# Can someone explain the steps of this Partial fraction decomposition?

My thoughts:

$$\frac{(Ax + B)}{(x^2+1)} + \frac{(Cx + D)}{(x^2+4)} = \frac{x}{(x^2+1)(x^2+4)}$$

I combined the left terms

Set the numerator of the combined left term to "x" which is the numerator of the right term

I got

$$4Ax + Cx = x$$

I am not sure what to do next

I’m not entirely sure what you did to get there, but here are the steps to decomposing your partial fraction. You can compare and see where went wrong.
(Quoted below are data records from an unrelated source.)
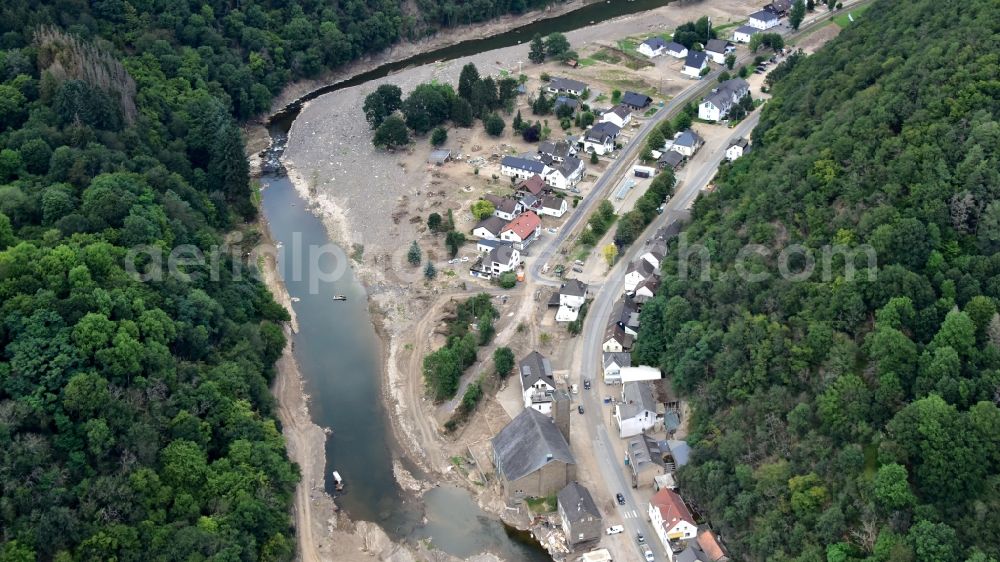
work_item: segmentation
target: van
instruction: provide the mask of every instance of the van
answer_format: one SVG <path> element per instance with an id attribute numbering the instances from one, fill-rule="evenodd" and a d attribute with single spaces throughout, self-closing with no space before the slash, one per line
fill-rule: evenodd
<path id="1" fill-rule="evenodd" d="M 573 394 L 580 394 L 580 387 L 578 387 L 577 385 L 574 384 L 573 386 L 570 387 L 570 389 L 573 391 Z"/>
<path id="2" fill-rule="evenodd" d="M 625 527 L 622 526 L 622 525 L 612 525 L 612 526 L 608 527 L 608 530 L 605 531 L 605 532 L 607 534 L 609 534 L 609 535 L 617 535 L 619 533 L 624 533 L 625 532 Z"/>

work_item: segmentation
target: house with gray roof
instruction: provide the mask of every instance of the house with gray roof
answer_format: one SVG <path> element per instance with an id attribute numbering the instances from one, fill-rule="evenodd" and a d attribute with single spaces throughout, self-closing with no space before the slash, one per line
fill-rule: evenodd
<path id="1" fill-rule="evenodd" d="M 553 495 L 576 480 L 576 459 L 555 421 L 525 408 L 492 439 L 493 463 L 510 505 Z"/>
<path id="2" fill-rule="evenodd" d="M 649 58 L 658 57 L 663 54 L 664 49 L 667 48 L 667 41 L 662 37 L 650 37 L 639 46 L 636 47 L 636 51 L 639 51 L 643 55 Z"/>
<path id="3" fill-rule="evenodd" d="M 705 51 L 688 51 L 684 58 L 684 69 L 681 74 L 686 74 L 692 78 L 701 78 L 701 70 L 708 67 L 707 55 Z"/>
<path id="4" fill-rule="evenodd" d="M 669 473 L 665 455 L 669 455 L 666 441 L 639 434 L 625 442 L 625 456 L 632 473 L 632 486 L 652 486 L 657 476 Z"/>
<path id="5" fill-rule="evenodd" d="M 652 430 L 663 422 L 662 408 L 653 397 L 648 382 L 627 382 L 622 385 L 622 400 L 615 404 L 618 436 L 632 437 Z"/>
<path id="6" fill-rule="evenodd" d="M 507 226 L 507 221 L 491 215 L 476 223 L 472 229 L 472 235 L 483 240 L 495 240 L 500 237 L 503 227 Z"/>
<path id="7" fill-rule="evenodd" d="M 705 43 L 705 53 L 716 64 L 725 64 L 726 55 L 735 50 L 736 46 L 725 39 L 709 39 L 708 43 Z"/>
<path id="8" fill-rule="evenodd" d="M 621 132 L 622 128 L 614 123 L 598 123 L 583 135 L 583 149 L 598 155 L 607 154 L 615 149 L 615 139 Z"/>
<path id="9" fill-rule="evenodd" d="M 741 25 L 733 31 L 733 41 L 737 43 L 749 43 L 750 38 L 760 33 L 760 28 L 752 25 Z"/>
<path id="10" fill-rule="evenodd" d="M 656 165 L 659 166 L 661 170 L 670 168 L 671 170 L 676 170 L 681 167 L 684 163 L 684 155 L 676 150 L 666 150 L 663 154 L 660 154 L 660 158 L 656 161 Z"/>
<path id="11" fill-rule="evenodd" d="M 772 27 L 778 25 L 779 18 L 780 16 L 778 16 L 778 14 L 764 8 L 763 10 L 750 14 L 750 18 L 747 20 L 747 25 L 761 30 L 771 29 Z"/>
<path id="12" fill-rule="evenodd" d="M 601 511 L 590 490 L 573 481 L 556 495 L 559 518 L 570 548 L 601 539 Z"/>
<path id="13" fill-rule="evenodd" d="M 674 144 L 670 146 L 670 150 L 680 152 L 690 158 L 694 156 L 695 152 L 698 152 L 698 149 L 703 144 L 705 144 L 705 141 L 698 136 L 698 133 L 692 129 L 684 129 L 674 137 Z"/>
<path id="14" fill-rule="evenodd" d="M 625 294 L 630 295 L 635 292 L 635 288 L 640 283 L 649 279 L 652 275 L 658 275 L 659 270 L 653 264 L 643 259 L 637 259 L 629 264 L 625 272 Z"/>
<path id="15" fill-rule="evenodd" d="M 664 52 L 675 59 L 682 59 L 688 55 L 688 48 L 676 41 L 671 41 L 667 43 Z"/>
<path id="16" fill-rule="evenodd" d="M 639 111 L 640 109 L 646 109 L 651 103 L 653 103 L 653 98 L 647 96 L 646 94 L 625 92 L 622 95 L 622 105 L 628 107 L 632 111 Z"/>
<path id="17" fill-rule="evenodd" d="M 632 366 L 631 353 L 605 352 L 602 359 L 603 359 L 602 363 L 604 366 L 604 384 L 618 384 L 622 382 L 622 377 L 621 377 L 622 367 Z"/>
<path id="18" fill-rule="evenodd" d="M 533 408 L 543 414 L 552 412 L 552 395 L 556 390 L 556 379 L 552 375 L 552 364 L 548 357 L 532 351 L 518 366 L 521 379 L 521 395 L 524 407 Z"/>
<path id="19" fill-rule="evenodd" d="M 500 160 L 500 173 L 519 180 L 526 180 L 535 174 L 544 176 L 548 171 L 545 163 L 530 158 L 504 156 Z"/>
<path id="20" fill-rule="evenodd" d="M 586 166 L 576 156 L 567 156 L 554 168 L 549 168 L 545 183 L 554 189 L 569 189 L 580 183 Z"/>
<path id="21" fill-rule="evenodd" d="M 580 316 L 580 308 L 587 301 L 587 284 L 570 279 L 559 289 L 559 310 L 556 322 L 573 322 Z"/>
<path id="22" fill-rule="evenodd" d="M 750 93 L 750 84 L 742 78 L 733 78 L 719 84 L 698 104 L 698 117 L 706 121 L 719 121 L 729 115 L 744 96 Z"/>
<path id="23" fill-rule="evenodd" d="M 576 156 L 576 147 L 566 140 L 542 141 L 538 144 L 538 155 L 542 162 L 548 160 L 545 163 L 552 165 L 553 162 L 562 162 L 571 156 Z"/>
<path id="24" fill-rule="evenodd" d="M 577 109 L 580 109 L 580 100 L 569 96 L 557 96 L 556 102 L 552 104 L 552 109 L 554 111 L 564 105 L 575 112 Z"/>
<path id="25" fill-rule="evenodd" d="M 582 95 L 583 91 L 587 89 L 587 84 L 580 82 L 579 80 L 573 80 L 572 78 L 553 78 L 549 81 L 545 89 L 553 94 L 571 94 L 579 96 Z"/>

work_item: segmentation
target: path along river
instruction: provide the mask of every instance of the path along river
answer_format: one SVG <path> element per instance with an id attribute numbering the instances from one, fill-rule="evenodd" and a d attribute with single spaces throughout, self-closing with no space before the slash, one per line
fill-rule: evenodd
<path id="1" fill-rule="evenodd" d="M 326 443 L 327 475 L 337 470 L 347 482 L 347 493 L 338 497 L 337 503 L 351 518 L 378 523 L 393 540 L 430 538 L 437 548 L 458 557 L 489 551 L 506 560 L 549 559 L 537 543 L 480 510 L 466 491 L 434 488 L 413 499 L 396 482 L 392 470 L 396 444 L 383 405 L 379 346 L 367 295 L 354 277 L 346 254 L 330 244 L 322 222 L 308 211 L 308 205 L 277 164 L 301 104 L 408 66 L 507 47 L 530 40 L 535 33 L 570 31 L 665 3 L 616 0 L 590 4 L 493 37 L 423 53 L 320 88 L 271 119 L 269 132 L 275 149 L 265 158 L 261 178 L 263 212 L 271 237 L 281 244 L 280 273 L 289 295 L 298 299 L 293 306 L 299 333 L 293 341 L 305 391 L 310 396 L 310 414 L 321 427 L 333 429 Z M 326 275 L 333 271 L 340 273 Z M 324 280 L 327 278 L 331 280 Z M 334 300 L 335 295 L 345 296 L 346 301 Z M 405 467 L 420 478 L 416 467 Z M 329 476 L 327 484 L 328 491 L 334 493 Z"/>

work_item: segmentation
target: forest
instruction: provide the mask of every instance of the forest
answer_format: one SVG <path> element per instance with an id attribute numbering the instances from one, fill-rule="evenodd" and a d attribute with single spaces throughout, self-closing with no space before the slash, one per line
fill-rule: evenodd
<path id="1" fill-rule="evenodd" d="M 233 268 L 260 234 L 232 108 L 194 58 L 168 79 L 55 28 L 3 41 L 0 560 L 290 560 L 288 313 Z M 227 244 L 215 273 L 127 268 Z"/>
<path id="2" fill-rule="evenodd" d="M 876 1 L 673 242 L 634 361 L 691 401 L 680 490 L 736 560 L 1000 560 L 998 30 Z"/>

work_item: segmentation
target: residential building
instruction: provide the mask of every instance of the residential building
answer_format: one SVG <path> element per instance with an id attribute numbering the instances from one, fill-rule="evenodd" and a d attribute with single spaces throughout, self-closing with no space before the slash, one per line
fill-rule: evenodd
<path id="1" fill-rule="evenodd" d="M 580 100 L 568 96 L 558 96 L 556 102 L 552 104 L 552 110 L 555 111 L 562 105 L 568 106 L 575 113 L 577 109 L 580 109 Z"/>
<path id="2" fill-rule="evenodd" d="M 639 307 L 628 296 L 615 303 L 611 310 L 611 319 L 633 338 L 639 337 Z"/>
<path id="3" fill-rule="evenodd" d="M 556 322 L 573 322 L 580 316 L 580 308 L 587 301 L 587 284 L 570 279 L 559 289 L 559 310 Z"/>
<path id="4" fill-rule="evenodd" d="M 434 164 L 435 166 L 443 166 L 449 160 L 451 160 L 451 151 L 447 148 L 432 150 L 427 157 L 427 163 Z"/>
<path id="5" fill-rule="evenodd" d="M 563 533 L 571 548 L 601 540 L 601 511 L 590 490 L 579 482 L 570 482 L 556 495 L 556 506 L 562 520 Z"/>
<path id="6" fill-rule="evenodd" d="M 754 27 L 752 25 L 741 25 L 733 31 L 733 41 L 737 43 L 749 43 L 750 38 L 755 34 L 760 33 L 761 29 L 759 27 Z"/>
<path id="7" fill-rule="evenodd" d="M 772 27 L 778 25 L 778 14 L 768 9 L 754 12 L 750 14 L 750 19 L 747 20 L 747 25 L 761 30 L 771 29 Z"/>
<path id="8" fill-rule="evenodd" d="M 542 206 L 538 208 L 538 214 L 559 218 L 565 215 L 568 210 L 569 205 L 566 204 L 565 199 L 554 195 L 548 195 L 546 197 L 542 197 Z"/>
<path id="9" fill-rule="evenodd" d="M 597 550 L 591 550 L 590 552 L 584 552 L 580 556 L 580 562 L 612 562 L 611 552 L 606 548 L 599 548 Z"/>
<path id="10" fill-rule="evenodd" d="M 622 128 L 614 123 L 598 123 L 584 134 L 583 149 L 603 156 L 615 149 L 615 139 L 621 132 Z"/>
<path id="11" fill-rule="evenodd" d="M 635 92 L 625 92 L 622 95 L 622 105 L 631 109 L 632 111 L 640 111 L 649 107 L 649 104 L 653 103 L 653 98 L 647 96 L 646 94 L 637 94 Z"/>
<path id="12" fill-rule="evenodd" d="M 517 185 L 518 193 L 528 193 L 535 197 L 540 197 L 545 190 L 545 180 L 542 176 L 535 174 Z"/>
<path id="13" fill-rule="evenodd" d="M 682 59 L 682 58 L 688 56 L 688 48 L 685 47 L 684 45 L 681 45 L 680 43 L 677 43 L 677 42 L 674 42 L 674 41 L 671 41 L 670 43 L 667 43 L 667 46 L 664 49 L 664 52 L 667 55 L 669 55 L 671 57 L 674 57 L 675 59 Z"/>
<path id="14" fill-rule="evenodd" d="M 507 225 L 507 221 L 494 215 L 479 221 L 472 229 L 472 235 L 484 240 L 495 240 L 500 237 L 500 232 Z"/>
<path id="15" fill-rule="evenodd" d="M 601 123 L 613 123 L 619 129 L 632 122 L 632 110 L 623 103 L 620 103 L 601 115 Z"/>
<path id="16" fill-rule="evenodd" d="M 684 59 L 684 69 L 681 74 L 686 74 L 692 78 L 701 78 L 701 71 L 708 67 L 707 55 L 704 51 L 688 51 Z"/>
<path id="17" fill-rule="evenodd" d="M 647 245 L 649 247 L 639 256 L 639 259 L 648 261 L 650 265 L 659 270 L 663 256 L 667 255 L 667 243 L 662 240 L 654 240 L 648 241 Z"/>
<path id="18" fill-rule="evenodd" d="M 701 529 L 694 540 L 680 544 L 683 548 L 673 554 L 674 562 L 728 562 L 729 557 L 722 549 L 715 534 L 710 529 Z"/>
<path id="19" fill-rule="evenodd" d="M 544 176 L 547 172 L 548 166 L 538 160 L 519 156 L 504 156 L 500 160 L 500 173 L 519 180 L 526 180 L 535 174 Z"/>
<path id="20" fill-rule="evenodd" d="M 663 374 L 656 367 L 639 365 L 638 367 L 622 367 L 618 371 L 618 378 L 621 379 L 622 384 L 630 382 L 649 382 L 662 379 Z"/>
<path id="21" fill-rule="evenodd" d="M 640 283 L 658 273 L 659 270 L 646 260 L 638 259 L 633 261 L 629 264 L 628 270 L 625 272 L 625 294 L 630 295 L 634 293 L 635 288 Z"/>
<path id="22" fill-rule="evenodd" d="M 729 115 L 729 110 L 750 93 L 750 84 L 742 78 L 733 78 L 719 84 L 698 105 L 698 117 L 706 121 L 719 121 Z"/>
<path id="23" fill-rule="evenodd" d="M 524 407 L 538 410 L 546 415 L 552 413 L 556 379 L 552 375 L 549 359 L 537 351 L 532 351 L 521 359 L 518 372 L 521 374 L 521 396 L 524 398 Z"/>
<path id="24" fill-rule="evenodd" d="M 520 207 L 521 213 L 525 211 L 534 211 L 537 213 L 538 208 L 542 206 L 542 200 L 530 193 L 525 193 L 517 200 L 517 205 Z"/>
<path id="25" fill-rule="evenodd" d="M 497 246 L 511 246 L 511 243 L 504 242 L 503 240 L 490 240 L 489 238 L 476 240 L 476 251 L 480 254 L 488 254 Z"/>
<path id="26" fill-rule="evenodd" d="M 611 322 L 604 331 L 604 342 L 601 344 L 601 349 L 607 353 L 630 351 L 634 341 L 634 338 L 626 334 L 617 322 Z"/>
<path id="27" fill-rule="evenodd" d="M 652 276 L 646 279 L 635 288 L 635 293 L 632 294 L 632 300 L 638 305 L 643 305 L 649 302 L 650 299 L 656 296 L 657 289 L 660 288 L 660 278 L 657 276 Z"/>
<path id="28" fill-rule="evenodd" d="M 553 94 L 571 94 L 579 96 L 583 95 L 583 91 L 587 89 L 587 85 L 579 80 L 573 80 L 571 78 L 553 78 L 552 80 L 549 80 L 545 89 Z"/>
<path id="29" fill-rule="evenodd" d="M 559 165 L 549 169 L 545 175 L 545 183 L 555 189 L 570 189 L 580 183 L 585 169 L 583 160 L 575 156 L 567 156 Z"/>
<path id="30" fill-rule="evenodd" d="M 514 247 L 524 251 L 542 231 L 542 221 L 532 211 L 518 215 L 500 230 L 500 239 L 513 242 Z"/>
<path id="31" fill-rule="evenodd" d="M 625 456 L 632 473 L 633 488 L 654 486 L 657 478 L 671 474 L 664 462 L 666 448 L 666 441 L 657 441 L 642 433 L 625 441 Z"/>
<path id="32" fill-rule="evenodd" d="M 684 159 L 684 155 L 680 152 L 667 150 L 660 154 L 660 158 L 656 161 L 656 165 L 659 166 L 661 170 L 666 168 L 676 170 L 681 167 L 681 164 L 684 163 Z"/>
<path id="33" fill-rule="evenodd" d="M 750 141 L 739 138 L 733 141 L 733 144 L 729 145 L 729 148 L 726 149 L 726 159 L 732 162 L 747 152 L 750 152 Z"/>
<path id="34" fill-rule="evenodd" d="M 521 253 L 509 242 L 497 245 L 481 259 L 485 267 L 480 271 L 488 273 L 490 277 L 499 277 L 521 265 Z"/>
<path id="35" fill-rule="evenodd" d="M 649 500 L 649 520 L 663 548 L 673 552 L 670 541 L 689 540 L 698 535 L 698 526 L 680 494 L 663 489 Z"/>
<path id="36" fill-rule="evenodd" d="M 632 366 L 631 353 L 609 353 L 605 352 L 604 363 L 604 384 L 619 384 L 622 382 L 621 370 L 623 367 Z"/>
<path id="37" fill-rule="evenodd" d="M 505 221 L 510 222 L 517 215 L 521 214 L 521 206 L 518 204 L 517 199 L 512 197 L 500 197 L 492 193 L 487 193 L 483 195 L 483 199 L 493 204 L 493 216 Z"/>
<path id="38" fill-rule="evenodd" d="M 492 439 L 493 463 L 508 504 L 543 498 L 576 480 L 576 460 L 552 418 L 524 409 Z"/>
<path id="39" fill-rule="evenodd" d="M 538 144 L 538 155 L 543 162 L 551 166 L 553 162 L 559 163 L 571 156 L 576 156 L 576 147 L 566 140 L 542 141 Z M 548 161 L 546 162 L 546 160 Z"/>
<path id="40" fill-rule="evenodd" d="M 774 0 L 767 6 L 764 6 L 764 9 L 771 10 L 779 16 L 783 16 L 792 9 L 792 0 Z"/>
<path id="41" fill-rule="evenodd" d="M 736 46 L 724 39 L 709 39 L 705 43 L 705 53 L 716 64 L 725 64 L 726 55 L 735 50 Z"/>
<path id="42" fill-rule="evenodd" d="M 635 50 L 639 51 L 640 54 L 653 58 L 662 55 L 666 48 L 667 42 L 662 37 L 650 37 L 639 43 L 639 46 Z"/>
<path id="43" fill-rule="evenodd" d="M 684 131 L 677 134 L 674 137 L 674 144 L 671 145 L 670 150 L 680 152 L 684 156 L 691 157 L 694 156 L 695 152 L 701 148 L 701 145 L 705 144 L 698 133 L 694 132 L 692 129 L 685 129 Z"/>
<path id="44" fill-rule="evenodd" d="M 663 421 L 663 414 L 657 409 L 658 404 L 648 382 L 623 383 L 622 401 L 615 404 L 614 414 L 618 436 L 632 437 L 654 429 Z"/>

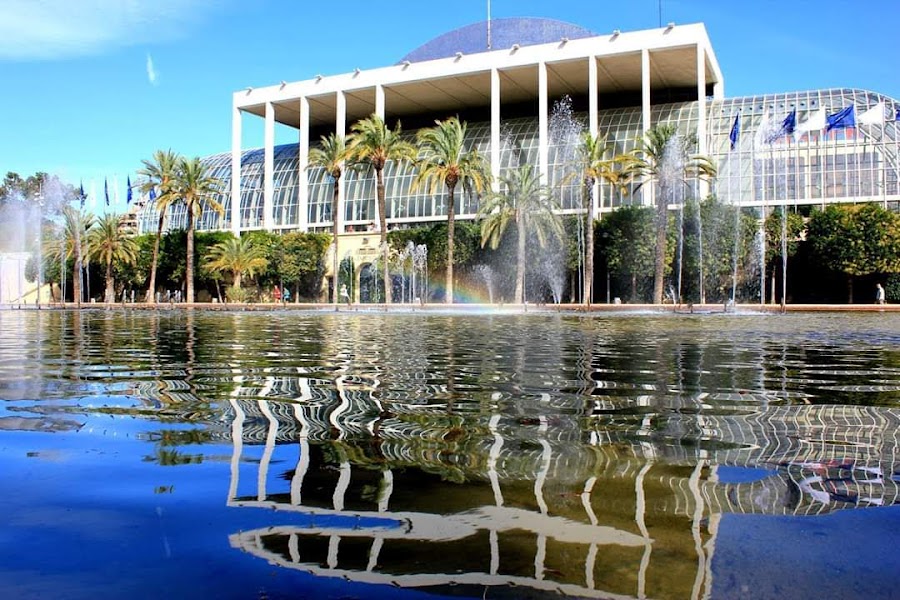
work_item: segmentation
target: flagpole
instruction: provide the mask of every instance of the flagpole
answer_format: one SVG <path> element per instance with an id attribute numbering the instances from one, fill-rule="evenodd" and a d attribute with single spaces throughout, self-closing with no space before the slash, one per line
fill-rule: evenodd
<path id="1" fill-rule="evenodd" d="M 491 0 L 487 0 L 487 49 L 491 49 Z"/>

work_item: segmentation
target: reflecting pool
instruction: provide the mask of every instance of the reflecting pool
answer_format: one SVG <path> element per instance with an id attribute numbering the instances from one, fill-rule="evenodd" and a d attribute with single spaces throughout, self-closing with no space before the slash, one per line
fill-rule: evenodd
<path id="1" fill-rule="evenodd" d="M 900 314 L 0 311 L 0 597 L 892 598 Z"/>

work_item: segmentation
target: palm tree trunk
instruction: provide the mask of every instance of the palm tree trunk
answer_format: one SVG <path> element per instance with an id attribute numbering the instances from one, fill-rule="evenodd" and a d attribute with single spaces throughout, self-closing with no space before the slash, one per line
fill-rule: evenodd
<path id="1" fill-rule="evenodd" d="M 391 271 L 388 266 L 387 217 L 384 214 L 384 167 L 375 169 L 375 192 L 378 198 L 378 228 L 381 231 L 382 269 L 384 269 L 384 302 L 391 303 Z"/>
<path id="2" fill-rule="evenodd" d="M 518 215 L 516 218 L 516 234 L 518 235 L 518 250 L 516 252 L 516 304 L 522 304 L 525 299 L 525 218 Z"/>
<path id="3" fill-rule="evenodd" d="M 594 295 L 594 181 L 591 178 L 587 180 L 588 185 L 588 211 L 587 211 L 587 231 L 585 232 L 585 257 L 584 257 L 584 304 L 590 306 L 591 299 Z"/>
<path id="4" fill-rule="evenodd" d="M 150 283 L 147 284 L 147 297 L 145 302 L 150 303 L 156 300 L 156 265 L 159 262 L 159 240 L 162 238 L 163 222 L 166 213 L 159 215 L 159 226 L 156 228 L 156 239 L 153 241 L 153 262 L 150 263 Z"/>
<path id="5" fill-rule="evenodd" d="M 338 206 L 338 197 L 340 196 L 340 188 L 338 187 L 338 178 L 334 178 L 334 191 L 331 197 L 331 221 L 332 221 L 332 230 L 334 235 L 334 260 L 332 261 L 331 267 L 331 276 L 333 278 L 331 285 L 331 301 L 337 304 L 338 302 L 338 273 L 340 269 L 340 259 L 338 258 L 338 227 L 340 226 L 338 219 L 338 211 L 340 207 Z"/>
<path id="6" fill-rule="evenodd" d="M 666 225 L 669 215 L 666 213 L 665 194 L 659 192 L 656 201 L 656 258 L 653 273 L 653 304 L 662 304 L 663 277 L 666 272 Z"/>
<path id="7" fill-rule="evenodd" d="M 456 184 L 447 184 L 447 283 L 446 297 L 444 301 L 447 304 L 453 304 L 453 247 L 456 236 L 456 201 L 453 199 L 453 192 Z"/>
<path id="8" fill-rule="evenodd" d="M 853 275 L 847 275 L 847 302 L 853 304 Z"/>
<path id="9" fill-rule="evenodd" d="M 194 303 L 194 210 L 193 206 L 188 203 L 187 207 L 187 264 L 185 264 L 184 273 L 187 279 L 187 293 L 184 296 L 185 302 Z"/>
<path id="10" fill-rule="evenodd" d="M 104 302 L 111 304 L 116 299 L 115 282 L 112 274 L 112 256 L 106 259 L 106 292 L 104 293 Z"/>

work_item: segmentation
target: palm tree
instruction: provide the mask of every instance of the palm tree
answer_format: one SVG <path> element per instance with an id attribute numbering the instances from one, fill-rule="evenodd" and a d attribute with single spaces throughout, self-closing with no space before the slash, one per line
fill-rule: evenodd
<path id="1" fill-rule="evenodd" d="M 199 157 L 178 161 L 172 193 L 187 207 L 187 252 L 185 278 L 187 293 L 185 301 L 194 302 L 194 223 L 203 215 L 204 208 L 211 208 L 219 214 L 222 205 L 213 197 L 219 192 L 219 180 L 209 174 L 209 166 Z"/>
<path id="2" fill-rule="evenodd" d="M 150 194 L 155 199 L 156 212 L 159 213 L 159 225 L 156 228 L 156 239 L 153 241 L 153 261 L 150 263 L 150 282 L 147 285 L 146 302 L 153 302 L 156 293 L 156 267 L 159 262 L 159 240 L 162 238 L 163 225 L 169 207 L 178 200 L 173 193 L 178 161 L 181 157 L 172 150 L 157 150 L 153 160 L 143 160 L 144 168 L 138 175 L 144 178 L 140 186 L 141 193 Z"/>
<path id="3" fill-rule="evenodd" d="M 82 259 L 87 255 L 87 232 L 94 225 L 93 215 L 81 209 L 65 206 L 63 208 L 63 235 L 65 236 L 66 257 L 73 257 L 72 297 L 75 304 L 81 306 L 81 270 Z"/>
<path id="4" fill-rule="evenodd" d="M 104 215 L 88 232 L 88 252 L 106 264 L 106 292 L 104 302 L 115 301 L 113 281 L 113 261 L 133 264 L 137 257 L 137 244 L 122 228 L 122 217 L 115 214 Z"/>
<path id="5" fill-rule="evenodd" d="M 610 156 L 615 146 L 607 142 L 605 135 L 581 134 L 578 146 L 578 172 L 584 183 L 584 197 L 587 201 L 587 223 L 585 227 L 585 277 L 584 304 L 591 303 L 594 278 L 594 185 L 605 182 L 616 189 L 624 190 L 635 173 L 635 161 L 631 154 Z"/>
<path id="6" fill-rule="evenodd" d="M 550 188 L 541 183 L 540 175 L 531 165 L 520 165 L 500 177 L 500 189 L 479 211 L 481 246 L 490 242 L 491 248 L 496 249 L 506 228 L 515 222 L 518 237 L 515 302 L 521 304 L 525 292 L 525 241 L 533 234 L 543 248 L 549 233 L 562 237 L 562 221 L 554 210 Z"/>
<path id="7" fill-rule="evenodd" d="M 205 258 L 205 267 L 213 273 L 231 273 L 232 286 L 241 289 L 244 275 L 253 277 L 269 265 L 265 251 L 254 246 L 249 237 L 228 238 L 213 246 Z"/>
<path id="8" fill-rule="evenodd" d="M 357 121 L 351 127 L 353 136 L 348 143 L 350 160 L 357 164 L 370 165 L 375 170 L 375 192 L 378 205 L 378 230 L 383 252 L 384 297 L 391 302 L 391 275 L 388 268 L 387 219 L 384 201 L 384 166 L 387 161 L 414 161 L 415 147 L 400 138 L 400 122 L 393 130 L 377 114 Z"/>
<path id="9" fill-rule="evenodd" d="M 421 156 L 413 188 L 427 186 L 430 194 L 447 188 L 447 283 L 446 302 L 453 303 L 453 238 L 457 185 L 481 193 L 490 185 L 490 166 L 477 148 L 466 150 L 466 124 L 457 117 L 435 121 L 435 126 L 421 129 L 417 135 Z"/>
<path id="10" fill-rule="evenodd" d="M 702 155 L 692 154 L 695 136 L 683 136 L 675 125 L 663 123 L 647 130 L 635 149 L 636 170 L 656 179 L 656 257 L 653 273 L 653 303 L 662 304 L 663 279 L 666 268 L 666 228 L 668 225 L 668 197 L 673 186 L 687 185 L 690 178 L 714 177 L 713 162 Z M 667 173 L 674 168 L 676 173 Z"/>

Starting off with$$\frac x{(1+x^2)(4+x^2)}=\frac {Ax+B}{1+x^2}+\frac {Cx+D}{4+x^2}$$We get rid of the fractions to see$$x=(Ax+B)(4+x^2)+(Cx+D)(1+x^2)$$Now, we set $x^2=-4$ to get rid of one of the expressions. Thus$$x=-3(Cx+D)\implies x=-3Cx-3D$$So $C=-\tfrac 13$ and $D=0$. Similarly, with the other expression, set $x^2=-1$ and we find that $A=\tfrac 13$ and $B=0$. Hence$$\frac x{(1+x^2)(4+x^2)}=\frac {x}{3(1+x^2)}-\frac x{3(4+x^2)}$$

• How can x^2 be equal to -4? This is why I was confused, I thought you couldn't do this. I guess we can imaginary numbers? Commented Nov 3, 2017 at 17:41
• @SmitShah Are you familiar with imaginary numbers? Commented Nov 3, 2017 at 17:42
• I am, but I wasn't aware we could use them here, I guess we can Commented Nov 3, 2017 at 17:44
• You don't have to: you can expand everything and then equate powers of x. Commented Nov 3, 2017 at 17:45
• @SmitShah Yes, you are allowed. If you still aren’t very sure, there’s always the basic method of expanding the equation and comparing both sides$$x=(Ax+B)(4+x^2)+(Cx+D)(1+x^2)$$ Commented Nov 3, 2017 at 17:45

You have only found the equation for $x$. The full set of equations is derived as follows:

$$(Ax+B)(x^2+4)+(Cx+D)(x^2+1)\equiv x$$

So compare coefficients of each of the powers of $x$:

$$(A+C)x^3\equiv 0\\(B+D)x^2\equiv 0\\(4A+C)x\equiv x\\(4B+D)1\equiv 0$$ Solving this gives $A=-C,B=-D$. So $$4A-A=1\implies A=\frac13\implies C=-\frac13$$ and $$4B-B=0\implies B=0\implies D=0$$ And this gives the left hand side as $$\frac{\frac13 x}{x^2+1}-\frac{\frac 13 x}{x^2+4}$$ as required.